Defensive Driving Blog

Is Automatic Braking in Automobiles Inevitable?


What if you could have a system in your car that is always alert, never tired or distracted, watching the road for you? Sounds ideal and could become a standard feature for cars in the future… at least for 9 automakers who have announced they will make automatic braking a standard feature for all of their makes and models across the board.

Some might say that this move is just to make cars more expensive in general, since this feature is now optional on most automobiles. But this move is in conjunction with the National Highway Traffic Safety Administration (NHTSA) and the Insurance Institute for Highway Safety (IIHS), who will help them work out an agreement that involves the timeline for these changes. The automakers involved are Audi, BMW, General Motors, Mazda, Mercedes-Benz, Tesla, Toyota, Volkswagen and Volvo. It is expected that other automotive manufacturers will also get on board once there is pressure to comply.

“Most crashes are due to driver error”, states Adrian Lund, President of the IIHS. “This technology can compensate for the mistakes every driver makes”. NHTSA chief Mark Rosekind adds that there will always be regulations put into place to keep people safe and, “We will use all paths to save lives. The industry in this case though, hasn’t waited for regulation.”

So how does this system work? Automatic or mitigated braking systems use laser sensors and cameras to detect imminent obstacles and instructs the braking system in order to prevent a crash. The system calculates speed and distance of a perceived obstacle and alerts the driver to the need for a new course of action. The system will give some sort of audio or visual warning, with some automatically slowing down or beginning to brake. If the driver fails to respond to the obstacle, the system will bring the car to a halt.

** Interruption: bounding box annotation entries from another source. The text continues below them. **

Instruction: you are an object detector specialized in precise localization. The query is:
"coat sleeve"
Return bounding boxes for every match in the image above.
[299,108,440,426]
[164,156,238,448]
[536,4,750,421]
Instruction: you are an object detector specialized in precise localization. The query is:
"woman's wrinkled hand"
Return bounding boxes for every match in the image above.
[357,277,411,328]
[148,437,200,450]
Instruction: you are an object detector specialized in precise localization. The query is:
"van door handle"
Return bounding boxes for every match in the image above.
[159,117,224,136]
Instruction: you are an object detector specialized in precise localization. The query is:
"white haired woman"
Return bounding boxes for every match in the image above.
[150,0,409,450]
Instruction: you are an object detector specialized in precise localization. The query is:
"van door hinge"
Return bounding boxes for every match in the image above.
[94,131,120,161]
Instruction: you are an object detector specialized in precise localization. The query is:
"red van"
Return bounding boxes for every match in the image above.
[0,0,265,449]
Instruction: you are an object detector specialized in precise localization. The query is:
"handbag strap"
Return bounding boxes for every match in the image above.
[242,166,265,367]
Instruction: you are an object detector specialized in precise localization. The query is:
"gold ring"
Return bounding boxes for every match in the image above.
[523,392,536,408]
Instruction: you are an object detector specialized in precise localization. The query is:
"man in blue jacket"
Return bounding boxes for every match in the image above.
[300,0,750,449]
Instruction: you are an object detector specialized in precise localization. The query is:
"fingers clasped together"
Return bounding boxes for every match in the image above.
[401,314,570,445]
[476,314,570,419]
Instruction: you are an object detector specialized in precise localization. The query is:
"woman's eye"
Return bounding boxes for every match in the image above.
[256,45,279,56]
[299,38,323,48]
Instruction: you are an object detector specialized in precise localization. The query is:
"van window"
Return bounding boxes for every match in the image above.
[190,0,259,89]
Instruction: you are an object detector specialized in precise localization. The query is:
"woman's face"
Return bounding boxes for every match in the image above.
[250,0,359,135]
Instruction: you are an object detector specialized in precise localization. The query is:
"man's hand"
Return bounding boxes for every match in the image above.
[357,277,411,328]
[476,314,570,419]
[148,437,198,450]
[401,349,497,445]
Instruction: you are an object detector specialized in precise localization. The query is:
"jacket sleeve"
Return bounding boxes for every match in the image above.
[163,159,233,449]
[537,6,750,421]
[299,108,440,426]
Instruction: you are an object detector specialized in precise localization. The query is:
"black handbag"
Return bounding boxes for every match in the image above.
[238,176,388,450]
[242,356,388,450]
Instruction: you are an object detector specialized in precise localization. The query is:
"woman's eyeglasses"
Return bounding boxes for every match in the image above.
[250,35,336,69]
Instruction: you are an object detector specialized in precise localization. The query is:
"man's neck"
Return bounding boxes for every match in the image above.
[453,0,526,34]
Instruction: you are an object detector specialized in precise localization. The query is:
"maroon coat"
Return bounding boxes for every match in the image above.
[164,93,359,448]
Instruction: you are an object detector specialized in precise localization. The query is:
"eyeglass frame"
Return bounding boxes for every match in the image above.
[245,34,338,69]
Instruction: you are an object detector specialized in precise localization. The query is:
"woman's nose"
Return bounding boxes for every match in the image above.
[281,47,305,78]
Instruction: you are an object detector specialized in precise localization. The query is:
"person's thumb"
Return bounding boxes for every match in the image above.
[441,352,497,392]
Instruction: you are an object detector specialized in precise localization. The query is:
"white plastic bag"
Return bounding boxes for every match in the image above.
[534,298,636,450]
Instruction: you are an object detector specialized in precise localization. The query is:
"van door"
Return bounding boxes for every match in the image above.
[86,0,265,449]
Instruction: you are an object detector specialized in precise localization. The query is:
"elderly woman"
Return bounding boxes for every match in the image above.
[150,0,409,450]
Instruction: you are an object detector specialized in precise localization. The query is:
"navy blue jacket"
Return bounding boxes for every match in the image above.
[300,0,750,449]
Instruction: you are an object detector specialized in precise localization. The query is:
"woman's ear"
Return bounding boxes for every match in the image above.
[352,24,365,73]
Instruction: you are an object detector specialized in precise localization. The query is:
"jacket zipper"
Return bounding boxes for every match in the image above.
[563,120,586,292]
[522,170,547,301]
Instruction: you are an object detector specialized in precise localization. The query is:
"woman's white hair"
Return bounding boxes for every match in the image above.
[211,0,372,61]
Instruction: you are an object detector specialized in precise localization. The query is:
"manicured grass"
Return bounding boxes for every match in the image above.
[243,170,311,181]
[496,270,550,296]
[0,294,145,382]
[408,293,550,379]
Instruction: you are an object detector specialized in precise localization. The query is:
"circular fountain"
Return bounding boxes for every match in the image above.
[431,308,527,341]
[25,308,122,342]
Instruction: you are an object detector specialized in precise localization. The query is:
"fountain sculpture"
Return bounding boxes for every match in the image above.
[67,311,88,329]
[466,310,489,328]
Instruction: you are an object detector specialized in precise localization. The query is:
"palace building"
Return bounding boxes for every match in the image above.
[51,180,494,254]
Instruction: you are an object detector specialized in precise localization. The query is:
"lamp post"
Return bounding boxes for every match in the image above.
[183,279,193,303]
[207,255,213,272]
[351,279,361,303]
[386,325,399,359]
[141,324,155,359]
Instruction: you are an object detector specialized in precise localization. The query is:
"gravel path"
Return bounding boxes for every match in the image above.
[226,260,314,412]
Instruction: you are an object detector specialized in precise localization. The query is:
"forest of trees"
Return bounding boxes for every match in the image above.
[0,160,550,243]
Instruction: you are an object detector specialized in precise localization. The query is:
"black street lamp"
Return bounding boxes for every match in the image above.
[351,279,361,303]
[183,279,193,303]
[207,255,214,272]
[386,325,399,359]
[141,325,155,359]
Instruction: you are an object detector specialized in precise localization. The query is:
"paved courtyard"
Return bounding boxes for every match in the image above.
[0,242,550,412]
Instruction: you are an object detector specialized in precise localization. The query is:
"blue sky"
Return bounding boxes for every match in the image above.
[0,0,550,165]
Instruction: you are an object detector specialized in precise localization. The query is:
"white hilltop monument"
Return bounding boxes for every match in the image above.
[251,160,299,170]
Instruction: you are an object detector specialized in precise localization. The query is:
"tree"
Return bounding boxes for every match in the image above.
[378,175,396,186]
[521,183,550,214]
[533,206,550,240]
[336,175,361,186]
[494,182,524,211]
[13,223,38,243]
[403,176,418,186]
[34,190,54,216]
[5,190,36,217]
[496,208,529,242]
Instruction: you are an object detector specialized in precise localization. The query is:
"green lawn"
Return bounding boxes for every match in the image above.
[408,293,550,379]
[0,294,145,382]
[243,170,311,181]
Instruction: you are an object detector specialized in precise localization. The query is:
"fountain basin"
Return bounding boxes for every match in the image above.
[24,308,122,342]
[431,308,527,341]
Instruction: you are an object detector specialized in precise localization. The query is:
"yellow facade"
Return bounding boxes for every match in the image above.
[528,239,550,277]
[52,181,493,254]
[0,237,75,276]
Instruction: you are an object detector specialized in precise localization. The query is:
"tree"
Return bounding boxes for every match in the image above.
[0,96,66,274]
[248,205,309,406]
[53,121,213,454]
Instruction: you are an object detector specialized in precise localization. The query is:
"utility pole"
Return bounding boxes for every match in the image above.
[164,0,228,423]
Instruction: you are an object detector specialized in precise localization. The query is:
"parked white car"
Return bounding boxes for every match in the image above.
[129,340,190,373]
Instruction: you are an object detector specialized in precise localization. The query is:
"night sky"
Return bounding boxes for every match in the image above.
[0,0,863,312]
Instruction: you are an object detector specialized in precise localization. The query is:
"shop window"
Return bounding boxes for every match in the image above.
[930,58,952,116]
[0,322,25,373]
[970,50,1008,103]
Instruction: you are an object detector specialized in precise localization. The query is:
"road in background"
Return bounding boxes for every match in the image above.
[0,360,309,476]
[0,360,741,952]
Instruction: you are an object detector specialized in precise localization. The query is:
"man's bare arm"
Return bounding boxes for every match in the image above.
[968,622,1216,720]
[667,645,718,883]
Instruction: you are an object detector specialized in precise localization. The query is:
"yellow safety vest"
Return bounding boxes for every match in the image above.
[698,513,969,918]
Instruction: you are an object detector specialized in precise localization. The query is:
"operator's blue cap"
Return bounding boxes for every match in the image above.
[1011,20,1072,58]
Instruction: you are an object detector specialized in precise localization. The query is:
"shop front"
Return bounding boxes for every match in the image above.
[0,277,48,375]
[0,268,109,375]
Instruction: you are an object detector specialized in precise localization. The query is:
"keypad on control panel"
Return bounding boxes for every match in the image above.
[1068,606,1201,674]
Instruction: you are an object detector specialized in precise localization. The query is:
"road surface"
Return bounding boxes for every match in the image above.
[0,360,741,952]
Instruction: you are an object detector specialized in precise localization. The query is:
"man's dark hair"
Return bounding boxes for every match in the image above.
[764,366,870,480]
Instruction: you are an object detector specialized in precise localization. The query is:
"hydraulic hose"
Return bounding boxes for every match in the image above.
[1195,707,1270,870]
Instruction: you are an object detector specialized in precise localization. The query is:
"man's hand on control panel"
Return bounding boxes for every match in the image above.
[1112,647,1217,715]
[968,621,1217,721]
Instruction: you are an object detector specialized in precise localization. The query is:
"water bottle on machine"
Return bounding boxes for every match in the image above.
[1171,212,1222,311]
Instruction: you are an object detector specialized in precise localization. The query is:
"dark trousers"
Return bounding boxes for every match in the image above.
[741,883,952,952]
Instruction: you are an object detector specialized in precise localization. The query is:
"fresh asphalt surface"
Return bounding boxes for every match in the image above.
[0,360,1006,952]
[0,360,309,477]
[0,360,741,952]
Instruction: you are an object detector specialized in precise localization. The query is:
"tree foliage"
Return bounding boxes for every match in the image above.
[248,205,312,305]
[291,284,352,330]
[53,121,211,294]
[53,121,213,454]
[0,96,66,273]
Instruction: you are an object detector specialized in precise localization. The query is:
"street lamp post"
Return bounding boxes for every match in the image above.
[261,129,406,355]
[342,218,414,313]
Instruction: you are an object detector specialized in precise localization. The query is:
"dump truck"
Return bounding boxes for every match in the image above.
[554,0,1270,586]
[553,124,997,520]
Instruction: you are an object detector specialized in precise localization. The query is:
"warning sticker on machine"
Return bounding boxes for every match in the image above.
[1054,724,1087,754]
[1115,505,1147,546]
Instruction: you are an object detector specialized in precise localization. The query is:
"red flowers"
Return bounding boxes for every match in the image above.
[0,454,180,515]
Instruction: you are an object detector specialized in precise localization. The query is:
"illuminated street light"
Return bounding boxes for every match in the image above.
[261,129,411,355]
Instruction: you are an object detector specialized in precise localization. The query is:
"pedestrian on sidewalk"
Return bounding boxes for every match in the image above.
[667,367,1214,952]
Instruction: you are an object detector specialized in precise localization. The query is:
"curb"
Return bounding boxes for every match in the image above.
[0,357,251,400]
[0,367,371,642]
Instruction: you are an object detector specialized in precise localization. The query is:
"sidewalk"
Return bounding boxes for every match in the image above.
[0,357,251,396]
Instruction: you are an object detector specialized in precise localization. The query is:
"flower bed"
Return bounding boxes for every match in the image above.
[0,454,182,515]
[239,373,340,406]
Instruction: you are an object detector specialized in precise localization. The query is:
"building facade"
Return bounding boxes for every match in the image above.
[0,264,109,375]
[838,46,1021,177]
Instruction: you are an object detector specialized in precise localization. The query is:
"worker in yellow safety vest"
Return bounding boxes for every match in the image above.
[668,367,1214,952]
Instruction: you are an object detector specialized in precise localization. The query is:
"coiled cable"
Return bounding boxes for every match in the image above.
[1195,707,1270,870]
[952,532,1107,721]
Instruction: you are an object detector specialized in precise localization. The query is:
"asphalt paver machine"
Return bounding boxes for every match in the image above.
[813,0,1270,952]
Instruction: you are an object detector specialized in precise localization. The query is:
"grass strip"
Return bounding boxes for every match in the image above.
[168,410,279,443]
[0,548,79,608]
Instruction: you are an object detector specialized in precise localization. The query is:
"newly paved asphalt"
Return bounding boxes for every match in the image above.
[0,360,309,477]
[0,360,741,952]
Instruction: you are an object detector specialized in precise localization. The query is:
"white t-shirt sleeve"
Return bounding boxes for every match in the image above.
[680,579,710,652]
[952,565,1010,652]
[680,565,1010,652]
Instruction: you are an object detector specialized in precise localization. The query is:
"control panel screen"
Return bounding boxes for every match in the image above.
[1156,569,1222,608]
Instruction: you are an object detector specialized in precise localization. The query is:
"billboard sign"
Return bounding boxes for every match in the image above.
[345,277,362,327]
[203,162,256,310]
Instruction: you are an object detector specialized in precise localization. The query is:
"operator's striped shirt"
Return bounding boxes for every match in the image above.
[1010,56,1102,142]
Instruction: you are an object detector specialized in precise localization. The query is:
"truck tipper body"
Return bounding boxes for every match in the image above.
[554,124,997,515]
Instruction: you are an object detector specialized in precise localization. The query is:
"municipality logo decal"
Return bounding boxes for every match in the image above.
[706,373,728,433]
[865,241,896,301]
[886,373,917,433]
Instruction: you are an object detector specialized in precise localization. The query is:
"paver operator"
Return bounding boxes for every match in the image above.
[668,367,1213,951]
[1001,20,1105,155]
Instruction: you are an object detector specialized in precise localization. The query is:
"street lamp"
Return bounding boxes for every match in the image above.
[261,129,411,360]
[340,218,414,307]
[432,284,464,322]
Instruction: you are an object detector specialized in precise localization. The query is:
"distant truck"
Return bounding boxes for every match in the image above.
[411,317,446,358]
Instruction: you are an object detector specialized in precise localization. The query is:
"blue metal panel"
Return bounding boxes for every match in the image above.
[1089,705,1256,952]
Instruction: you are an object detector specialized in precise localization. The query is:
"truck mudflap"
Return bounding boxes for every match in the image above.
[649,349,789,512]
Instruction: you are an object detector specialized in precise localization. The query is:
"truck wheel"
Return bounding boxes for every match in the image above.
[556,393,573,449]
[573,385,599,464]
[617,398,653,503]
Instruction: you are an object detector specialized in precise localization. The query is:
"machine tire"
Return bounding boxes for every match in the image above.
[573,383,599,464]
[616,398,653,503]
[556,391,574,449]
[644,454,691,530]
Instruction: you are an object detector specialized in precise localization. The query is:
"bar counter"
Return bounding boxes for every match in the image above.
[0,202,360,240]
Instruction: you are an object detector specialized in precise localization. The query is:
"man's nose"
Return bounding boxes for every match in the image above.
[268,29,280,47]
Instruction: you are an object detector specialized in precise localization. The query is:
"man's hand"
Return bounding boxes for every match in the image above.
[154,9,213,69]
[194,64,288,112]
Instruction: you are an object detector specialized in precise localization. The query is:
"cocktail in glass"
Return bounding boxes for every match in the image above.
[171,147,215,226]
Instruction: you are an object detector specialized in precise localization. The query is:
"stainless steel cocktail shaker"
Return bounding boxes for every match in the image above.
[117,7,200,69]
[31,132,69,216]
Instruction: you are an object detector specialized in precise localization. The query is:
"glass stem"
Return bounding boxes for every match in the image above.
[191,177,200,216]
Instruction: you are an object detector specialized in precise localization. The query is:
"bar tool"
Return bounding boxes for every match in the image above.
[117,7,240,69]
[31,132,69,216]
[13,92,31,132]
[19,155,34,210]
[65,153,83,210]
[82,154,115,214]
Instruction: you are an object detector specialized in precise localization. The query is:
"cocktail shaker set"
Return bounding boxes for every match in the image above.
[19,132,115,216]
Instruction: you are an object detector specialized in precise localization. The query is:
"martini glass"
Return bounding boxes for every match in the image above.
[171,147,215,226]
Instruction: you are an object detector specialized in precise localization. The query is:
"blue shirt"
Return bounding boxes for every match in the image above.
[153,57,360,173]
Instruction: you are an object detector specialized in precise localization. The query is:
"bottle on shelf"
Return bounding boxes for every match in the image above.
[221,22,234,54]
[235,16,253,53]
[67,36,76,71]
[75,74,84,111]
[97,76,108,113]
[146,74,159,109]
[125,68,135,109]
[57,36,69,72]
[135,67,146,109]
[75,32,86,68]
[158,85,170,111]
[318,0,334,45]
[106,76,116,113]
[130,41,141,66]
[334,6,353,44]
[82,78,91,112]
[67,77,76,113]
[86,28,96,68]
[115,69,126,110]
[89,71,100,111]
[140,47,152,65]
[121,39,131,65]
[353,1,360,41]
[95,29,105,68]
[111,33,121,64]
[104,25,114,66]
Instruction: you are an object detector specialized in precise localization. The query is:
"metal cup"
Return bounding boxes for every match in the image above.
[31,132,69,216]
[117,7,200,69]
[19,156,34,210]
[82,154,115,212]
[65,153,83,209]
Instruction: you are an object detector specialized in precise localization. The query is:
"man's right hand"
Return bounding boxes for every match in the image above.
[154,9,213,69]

These systems are expensive and have only been offered on top-tier autos. According to U.S. Transportation Secretary Anthony Foxx, these car makers are willing to eat some of the cost to make their cars safer for drivers. “If technologies such as automatic emergency braking are only available as options or on the most expensive models, too few Americans will see the benefits of this new era and these companies are committing to making Automatic emergency Braking (AEB) available to all new-car buyers.”